Quatrième Dimanche de Pâques

Je suis le bon pasteur, le vrai berger

La parabole du Bon Pasteur est bien connue.  Mais on s’arrête trop souvent au côté imagination pieuse voire mièvre, alors que le propos de Jésus est tout différent.
Il en va de même lorsque nous entendons le psaume 22 :
Le Seigneur est mon berger, je ne manque de rien
Sur des prés d’herbe fraîche il me conduit.
Le terme que Jésus utilise dans sa langue ne se rapporte pas à une bonté mièvre, mais à la beauté, la perfection, la justesse.  Il exprime la qualité de quelque chose qui correspond parfaitement à ce pour quoi elle est faite.  Jésus veut donc exprimer la perfection de ce qu’Il est, le bon pasteur, le vrai berger qui donne tout et se donne lui-même pour ses brebis.
Jésus prend des prérogatives de Moïse lorsque Dieu le préparait à devenir le libérateur du Peuple.  Lui qui avait bien conduit le troupeau de son beau-père Jethro, voilà que Dieu l’appelait à devenir le berger du Peuple d’Israël.  Il devrait le faire sortir d’Égypte et le conduire vers les eaux abondantes.  Mais les eaux abondantes dont le Peuple a besoin, ce ne sont pas celles qu’aiment les brebis…  Dans la représentation rabbinique il s’agit de la recherche de la vraie connaissance, la recherche de la Loi qui fut proclamée sur le Mont Sinaï.  C’est pour ramener les brebis égarées près des eaux de la Sagesse que Jésus nous rappelle que le vrai berger prend la brebis sur ses épaules.

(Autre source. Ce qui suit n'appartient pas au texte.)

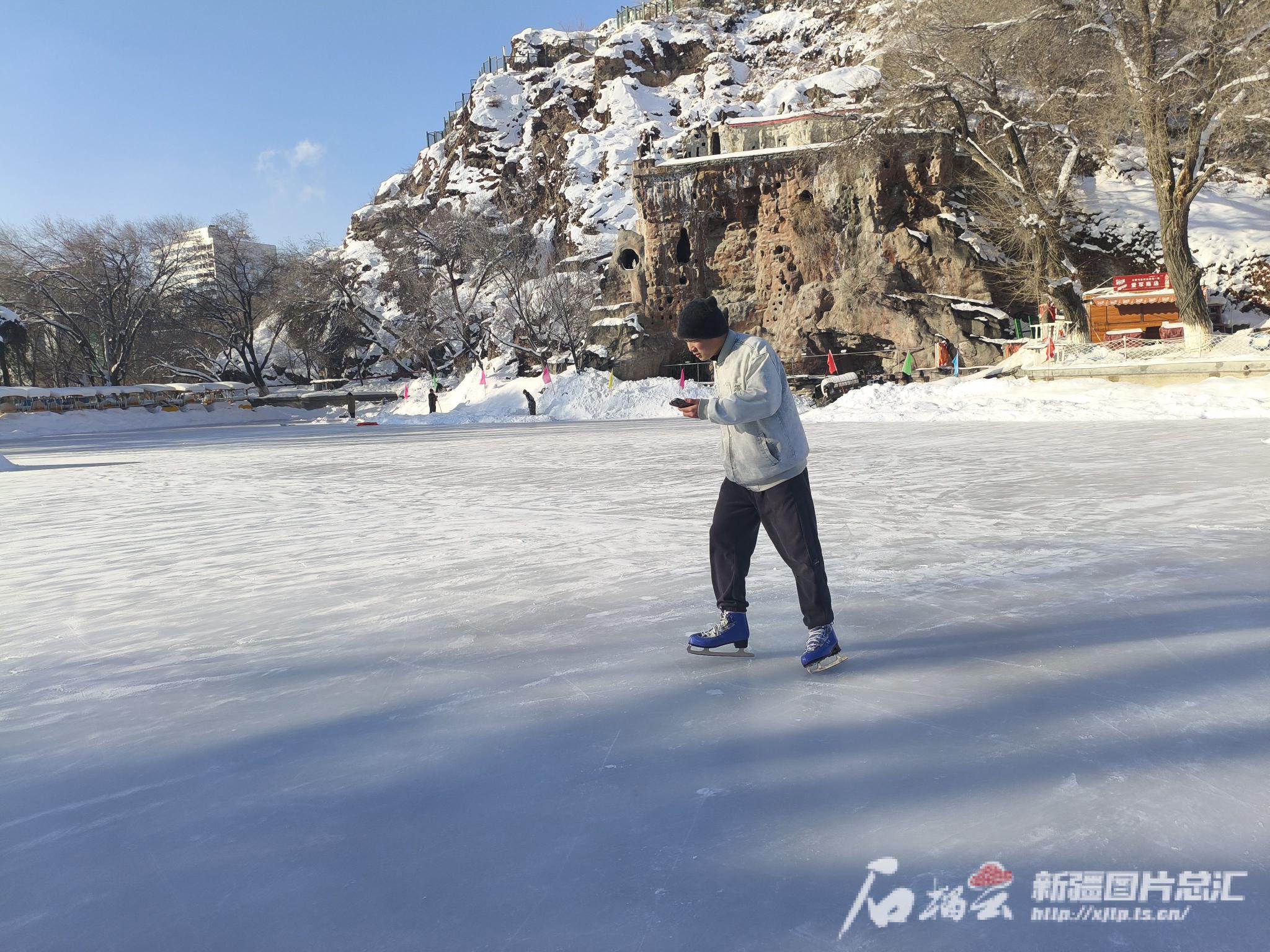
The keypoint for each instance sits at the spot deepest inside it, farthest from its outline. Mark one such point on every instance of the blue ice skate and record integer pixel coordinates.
(730, 630)
(822, 650)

Jésus se réfère également, et dans la même mesure, à un autre pasteur du troupeau, le roi David.  Dieu avait retiré le jeune homme de derrière ses brebis pour en faire le berger d’Israël.  David est souvent présenté non pas comme le « Bon » berger, mais comme le « Beau » berger, lui qui avait belle prestance dès son enfance (1S 16,12).  Jésus est à plus d’un titre le descendant de David, le Messie attendu.
Lorsque Saint Jean écrit cette page de son Évangile, il relit les discours de Jésus alors que Jésus est ressuscité et que la communauté chrétienne célèbre sa foi.

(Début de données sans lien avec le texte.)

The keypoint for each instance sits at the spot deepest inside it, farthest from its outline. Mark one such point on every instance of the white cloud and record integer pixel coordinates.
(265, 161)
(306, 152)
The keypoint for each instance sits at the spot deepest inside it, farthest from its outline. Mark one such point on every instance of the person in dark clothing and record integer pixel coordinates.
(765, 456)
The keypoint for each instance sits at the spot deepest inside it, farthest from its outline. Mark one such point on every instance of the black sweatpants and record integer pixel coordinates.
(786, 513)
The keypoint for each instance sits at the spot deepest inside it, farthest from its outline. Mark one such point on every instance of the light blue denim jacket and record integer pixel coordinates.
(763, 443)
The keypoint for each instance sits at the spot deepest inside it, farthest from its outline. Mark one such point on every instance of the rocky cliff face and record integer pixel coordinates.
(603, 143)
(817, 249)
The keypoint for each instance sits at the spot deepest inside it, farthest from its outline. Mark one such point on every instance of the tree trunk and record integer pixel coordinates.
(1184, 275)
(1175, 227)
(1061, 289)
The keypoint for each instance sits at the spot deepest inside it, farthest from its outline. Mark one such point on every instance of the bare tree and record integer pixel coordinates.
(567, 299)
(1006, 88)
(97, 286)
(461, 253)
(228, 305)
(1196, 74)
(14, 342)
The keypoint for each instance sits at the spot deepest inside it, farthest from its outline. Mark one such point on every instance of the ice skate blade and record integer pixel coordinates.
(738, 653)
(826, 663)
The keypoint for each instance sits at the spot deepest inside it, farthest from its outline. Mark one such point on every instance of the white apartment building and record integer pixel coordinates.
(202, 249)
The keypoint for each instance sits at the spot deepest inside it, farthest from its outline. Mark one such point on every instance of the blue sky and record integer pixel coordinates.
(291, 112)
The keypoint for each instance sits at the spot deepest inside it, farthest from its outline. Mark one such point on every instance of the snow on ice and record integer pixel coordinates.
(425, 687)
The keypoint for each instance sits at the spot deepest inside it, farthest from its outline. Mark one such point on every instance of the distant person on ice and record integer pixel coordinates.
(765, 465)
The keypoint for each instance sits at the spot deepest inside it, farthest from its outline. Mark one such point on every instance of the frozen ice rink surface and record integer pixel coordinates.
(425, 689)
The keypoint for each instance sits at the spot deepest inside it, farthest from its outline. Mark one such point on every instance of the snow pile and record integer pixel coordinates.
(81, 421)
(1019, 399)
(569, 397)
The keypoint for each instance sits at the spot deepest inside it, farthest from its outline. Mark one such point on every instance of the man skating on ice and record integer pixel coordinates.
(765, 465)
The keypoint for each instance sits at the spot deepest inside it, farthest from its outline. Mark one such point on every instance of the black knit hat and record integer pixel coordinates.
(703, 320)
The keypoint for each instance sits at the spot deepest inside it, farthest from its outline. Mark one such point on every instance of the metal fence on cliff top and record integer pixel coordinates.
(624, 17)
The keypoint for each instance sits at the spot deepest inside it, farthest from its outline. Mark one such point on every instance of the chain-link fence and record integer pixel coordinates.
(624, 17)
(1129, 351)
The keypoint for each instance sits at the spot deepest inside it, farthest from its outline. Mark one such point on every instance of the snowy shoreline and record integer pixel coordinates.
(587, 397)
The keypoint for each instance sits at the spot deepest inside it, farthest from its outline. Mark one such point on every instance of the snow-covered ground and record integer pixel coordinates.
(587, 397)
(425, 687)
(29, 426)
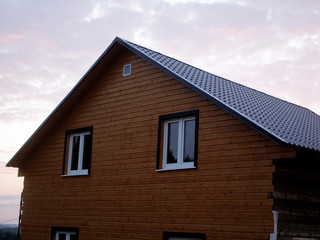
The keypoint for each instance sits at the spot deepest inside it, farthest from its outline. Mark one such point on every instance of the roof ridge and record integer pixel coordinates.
(225, 79)
(270, 119)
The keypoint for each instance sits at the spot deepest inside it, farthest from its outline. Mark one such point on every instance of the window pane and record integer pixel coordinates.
(75, 152)
(86, 151)
(62, 236)
(73, 236)
(189, 140)
(172, 150)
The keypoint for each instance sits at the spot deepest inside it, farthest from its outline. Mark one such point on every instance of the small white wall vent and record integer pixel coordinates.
(127, 70)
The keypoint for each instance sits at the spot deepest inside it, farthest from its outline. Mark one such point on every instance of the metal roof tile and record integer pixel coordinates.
(287, 122)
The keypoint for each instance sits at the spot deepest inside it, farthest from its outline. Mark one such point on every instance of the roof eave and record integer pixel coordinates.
(83, 84)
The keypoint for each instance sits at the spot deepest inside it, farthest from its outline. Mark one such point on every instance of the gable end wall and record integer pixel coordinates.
(226, 197)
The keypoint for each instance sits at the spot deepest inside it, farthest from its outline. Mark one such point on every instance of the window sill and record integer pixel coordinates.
(75, 175)
(174, 169)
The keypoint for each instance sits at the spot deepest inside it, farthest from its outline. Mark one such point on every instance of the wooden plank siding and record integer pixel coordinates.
(226, 197)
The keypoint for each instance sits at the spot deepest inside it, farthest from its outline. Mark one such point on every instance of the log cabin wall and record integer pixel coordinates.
(225, 197)
(297, 197)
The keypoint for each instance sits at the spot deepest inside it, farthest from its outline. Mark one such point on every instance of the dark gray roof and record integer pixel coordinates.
(277, 119)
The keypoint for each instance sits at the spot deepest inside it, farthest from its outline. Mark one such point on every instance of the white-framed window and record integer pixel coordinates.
(62, 235)
(126, 70)
(179, 142)
(78, 147)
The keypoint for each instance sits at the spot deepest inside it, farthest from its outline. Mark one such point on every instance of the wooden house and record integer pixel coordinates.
(148, 147)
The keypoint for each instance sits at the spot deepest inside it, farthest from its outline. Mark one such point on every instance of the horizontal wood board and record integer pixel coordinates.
(226, 197)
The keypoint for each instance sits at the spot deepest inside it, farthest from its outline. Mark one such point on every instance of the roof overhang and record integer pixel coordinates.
(64, 106)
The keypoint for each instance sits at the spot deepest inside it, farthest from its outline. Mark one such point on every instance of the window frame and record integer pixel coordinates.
(164, 121)
(67, 160)
(168, 235)
(67, 230)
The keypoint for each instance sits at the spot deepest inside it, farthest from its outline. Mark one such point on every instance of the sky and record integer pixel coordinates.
(46, 46)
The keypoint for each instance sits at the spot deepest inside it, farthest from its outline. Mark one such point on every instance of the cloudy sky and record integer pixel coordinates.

Jésus est bien le Nouveau Moïse qui nous a enseigné la Loi d’Amour.  Il prend chacun de nous sur ses épaules saintes pour nous ramener au bercail alors que nous nous étions égarés loin de Lui.  Par sa vie Il nous a enseigné l’amour du Père.  Par sa mort Il nous a ouvert le chemin qui conduit aux eaux vives qu’est la vie éternelle.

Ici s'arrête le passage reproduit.